Menyingkap Dasar Samudra
Geopark atau Taman Bumi Karangsambung-Karangbolong di Kebumen, Jawa Tengah, menyimpan kekayaan geologi yang tak ternilai harganya. Geopark ini pun coba terus dikembangkan.
Tebing batu menjulang hingga 30 meter dari dasar aliran Sungai Muncar di Desa Seboro, Kecamatan Sadang, Kebumen, Jawa Tengah. Pada bagian atas tersusun batuan berwarna hitam. Bentuknya bulat, bak kenong dan gong. Pada bagian bawah, batu berwarna merah muda seolah menyangga seperangkat gamelan itu. Warga setempat menyebutnya Watu Kelir.
”Ini ibaratnya suatu pakeliran, suatu pertunjukan. Bagi geologi, ini pertunjukan bagaimana bumi itu bergerak.
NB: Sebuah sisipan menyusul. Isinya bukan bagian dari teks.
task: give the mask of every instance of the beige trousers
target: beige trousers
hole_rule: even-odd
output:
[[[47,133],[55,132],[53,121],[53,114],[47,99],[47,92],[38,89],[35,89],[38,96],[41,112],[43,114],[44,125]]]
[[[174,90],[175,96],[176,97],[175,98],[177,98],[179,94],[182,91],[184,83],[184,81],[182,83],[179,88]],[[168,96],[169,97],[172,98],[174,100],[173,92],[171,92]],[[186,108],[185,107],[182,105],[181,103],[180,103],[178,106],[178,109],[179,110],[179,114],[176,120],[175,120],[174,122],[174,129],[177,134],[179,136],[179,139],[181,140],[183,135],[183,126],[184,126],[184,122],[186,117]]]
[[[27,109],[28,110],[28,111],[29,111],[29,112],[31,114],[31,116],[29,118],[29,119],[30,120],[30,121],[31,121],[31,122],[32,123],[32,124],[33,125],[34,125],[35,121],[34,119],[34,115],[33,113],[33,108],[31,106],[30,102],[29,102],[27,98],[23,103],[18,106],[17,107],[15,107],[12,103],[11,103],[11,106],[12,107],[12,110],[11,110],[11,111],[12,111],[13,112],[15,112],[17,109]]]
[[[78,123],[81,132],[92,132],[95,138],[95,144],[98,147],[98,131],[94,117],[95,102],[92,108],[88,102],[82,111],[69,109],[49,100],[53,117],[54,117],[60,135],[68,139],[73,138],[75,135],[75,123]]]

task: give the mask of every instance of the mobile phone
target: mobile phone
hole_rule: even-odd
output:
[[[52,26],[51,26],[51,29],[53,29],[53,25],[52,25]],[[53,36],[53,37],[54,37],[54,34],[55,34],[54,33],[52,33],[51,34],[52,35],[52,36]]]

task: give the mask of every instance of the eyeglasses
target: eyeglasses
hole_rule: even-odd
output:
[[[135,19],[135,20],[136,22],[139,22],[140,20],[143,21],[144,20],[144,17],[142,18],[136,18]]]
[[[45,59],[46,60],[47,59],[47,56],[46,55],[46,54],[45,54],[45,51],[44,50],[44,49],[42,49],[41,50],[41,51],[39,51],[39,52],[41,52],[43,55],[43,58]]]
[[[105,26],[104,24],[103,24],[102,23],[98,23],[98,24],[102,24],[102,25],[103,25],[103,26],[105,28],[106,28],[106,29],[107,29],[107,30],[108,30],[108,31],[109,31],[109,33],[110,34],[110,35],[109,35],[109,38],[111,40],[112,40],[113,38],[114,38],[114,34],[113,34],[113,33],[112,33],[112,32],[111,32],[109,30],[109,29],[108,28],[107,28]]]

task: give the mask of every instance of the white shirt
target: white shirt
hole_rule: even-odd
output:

Ada suatu proses dinamika bumi yang terjadi,” kata Peneliti Utama Balai Informasi dan Konservasi Kebumian Karangsambung Lembaga Ilmu Pengetahuan Indonesia Chusni Ansori saat memandu sejumlah wartawan dan pegawai Pemerintah Kabupaten Kebumen untuk mengenali Taman Bumi Karangsambung-Karangbolong, akhir Januari.
Karangsambung berada sekitar 19 kilometer arah utara Alun-alun Kebumen. Jalan menuju lokasi ini berkelok sejajar dengan aliran Sungai Luk Ulo di sebelah barat dan tebing batu di sebelah timur.
Pada 30 November Geopark Karangsambung-Karangbolong seluas 543.599 kilometer persegi telah ditetapkan sebagai geopark nasional. Kawasan yang punya beragam morfologi, mulai dari perbukitan, lembah, dataran, hingga pantai ini mencakup 117 desa di 12 kecamatan di Kebumen.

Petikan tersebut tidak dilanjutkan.